“This situation has always been entirely avoidable. It is the result of a broken system that values income over student & staff welfare.“Amy Smith
The start of the new academic year has seen cases of Covid-19 break out across the UK’s campuses, but this is a situation that could have been prepared for and avoided. The correct response to the rising numbers of infections at universities should be to move teaching online, stop students from travelling to campuses where they hadn’t already done so, and deliver efficient testing to students and staff.
This situation has always been entirely avoidable, and it is the result of a broken system that values income over student and staff welfare. The students that have been locked down are rightly angry, and many are suffering from mental health problems as a result.
First year students, mostly 18-years old and away from home for the first time, face lockdown in the halls with peers who are effectively strangers. The first few weeks of term are already difficult. Lockdowns – combined with the threat of being interned in halls over Christmas – are adding further stress and anxiety. Those students who are yet to move face the difficult task of deciding whether to stay home with their families, or risk heading to campus only to find themselves in this distressing situation.

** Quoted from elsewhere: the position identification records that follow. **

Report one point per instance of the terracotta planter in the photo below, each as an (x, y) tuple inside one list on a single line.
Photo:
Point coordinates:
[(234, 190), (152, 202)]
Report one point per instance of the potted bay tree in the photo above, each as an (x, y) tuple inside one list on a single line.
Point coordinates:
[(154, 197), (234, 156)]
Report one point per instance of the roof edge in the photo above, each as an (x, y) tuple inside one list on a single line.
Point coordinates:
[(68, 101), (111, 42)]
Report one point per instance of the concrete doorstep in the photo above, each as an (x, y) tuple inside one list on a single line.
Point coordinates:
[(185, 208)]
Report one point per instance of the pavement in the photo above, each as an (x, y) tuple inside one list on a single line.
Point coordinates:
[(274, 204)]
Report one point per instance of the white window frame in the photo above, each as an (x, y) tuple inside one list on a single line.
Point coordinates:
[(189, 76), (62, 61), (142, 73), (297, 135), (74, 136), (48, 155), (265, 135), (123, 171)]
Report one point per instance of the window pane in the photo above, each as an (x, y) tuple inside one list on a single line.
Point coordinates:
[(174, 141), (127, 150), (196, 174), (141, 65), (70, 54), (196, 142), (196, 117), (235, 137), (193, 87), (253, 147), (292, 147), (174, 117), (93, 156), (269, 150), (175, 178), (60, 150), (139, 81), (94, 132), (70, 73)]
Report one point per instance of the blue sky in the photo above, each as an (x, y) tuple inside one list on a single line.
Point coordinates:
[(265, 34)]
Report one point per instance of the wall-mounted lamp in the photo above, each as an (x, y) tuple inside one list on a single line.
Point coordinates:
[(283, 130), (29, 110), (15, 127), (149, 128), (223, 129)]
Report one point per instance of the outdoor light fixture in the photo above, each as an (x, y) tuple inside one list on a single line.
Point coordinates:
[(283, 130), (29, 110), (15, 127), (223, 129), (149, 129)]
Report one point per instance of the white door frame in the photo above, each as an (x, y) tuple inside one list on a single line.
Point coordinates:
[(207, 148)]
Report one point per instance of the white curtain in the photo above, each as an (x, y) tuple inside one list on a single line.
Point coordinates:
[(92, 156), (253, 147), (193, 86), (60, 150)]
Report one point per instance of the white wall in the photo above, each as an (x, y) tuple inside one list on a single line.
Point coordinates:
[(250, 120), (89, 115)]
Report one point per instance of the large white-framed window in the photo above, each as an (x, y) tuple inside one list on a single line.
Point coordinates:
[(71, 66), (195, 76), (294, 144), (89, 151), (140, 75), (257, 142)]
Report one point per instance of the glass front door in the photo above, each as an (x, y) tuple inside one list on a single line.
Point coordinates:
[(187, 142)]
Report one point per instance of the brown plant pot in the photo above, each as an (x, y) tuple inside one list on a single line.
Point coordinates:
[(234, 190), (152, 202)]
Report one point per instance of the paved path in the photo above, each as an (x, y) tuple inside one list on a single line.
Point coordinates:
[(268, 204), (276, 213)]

Universities and the Government have consistently claimed it is both safe and feasible to hold classroom teaching during a global pandemic. Education Secretary Gavin Williamson stated that “we have been providing robust public health advice and regular updates to the sector to help it to plan carefully to keep students and staff as safe as possible” and that “there must be parity” between measures at universities and in other sectors.

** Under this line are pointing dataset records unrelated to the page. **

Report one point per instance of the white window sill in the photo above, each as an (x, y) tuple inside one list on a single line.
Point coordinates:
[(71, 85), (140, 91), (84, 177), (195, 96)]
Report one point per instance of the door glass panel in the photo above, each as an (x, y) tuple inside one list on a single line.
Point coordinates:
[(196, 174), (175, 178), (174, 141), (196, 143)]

This is demonstrably not the case, even by the Government’s own measures. The Government has recently returned to encouraging people to work from home, and lectures and seminars can be delivered from home. To keep staff and students safe, we must push the Government to extend this advice to HEIs and we must campaign alongside UCU for universities to move all teaching online.
University staff, forced into face-to-face teaching, are also fearful for their own health and under immense stress. University management pushed their staff to re-design courses for blended learning. Many institutions designed complex ways to deliver this, including halving seminar sizes and so doubling the number of classes, holding seminars in unsuitable classrooms to maintain social distancing, having staff write extra materials for online asynchronous learning, and recording all lectures for online delivery. The impact of this on academic and professional colleagues’ workloads has been huge and has been combined with the loss of many non-permanent staff who could have helped to carry the load.

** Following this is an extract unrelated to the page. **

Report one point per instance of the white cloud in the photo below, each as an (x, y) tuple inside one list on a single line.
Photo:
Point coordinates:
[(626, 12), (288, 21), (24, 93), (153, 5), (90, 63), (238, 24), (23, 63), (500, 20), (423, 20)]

All of this could have been avoided. An earlier acceptance that teaching for semester 1 would be online – and an honest discussion of what this would mean for students rather than a mad dash to convince them they could still have a reasonably normal university experience – would have reduced the burden on staff members. Students could have stayed at home, in safety, and still received high-quality teaching.
This would only have been possible with greater funding from the Government. Universities took these decisions to secure income from tuition fees and rent, subscribing to a broken business model that makes them reliant on these payments. By not providing sufficient funding the Government manufactured an entirely avoidable situation and has failed the sector and this generation of students. There was never any reason for the majority of students to move to campus at this time, beyond as a source of income.
Richard Burgon recently asked Williamson in Parliament if he and universities’ managers had put “students and staff at risk simply to uphold a broken university model as they fear[ed] online teaching would lead to demands for fee or rent refunds.” Williamson didn’t answer the question, but it is clear that is a resounding yes.
In the short-term Labour should now be demanding that the Government mandate online teaching, wherever possible, stop other students moving to campus, and push for comprehensive testing to be available on campuses. The Party must also push the Government to guarantee funding to universities. In the long term the fight must continue for a return to free higher education and publicly-funded grants.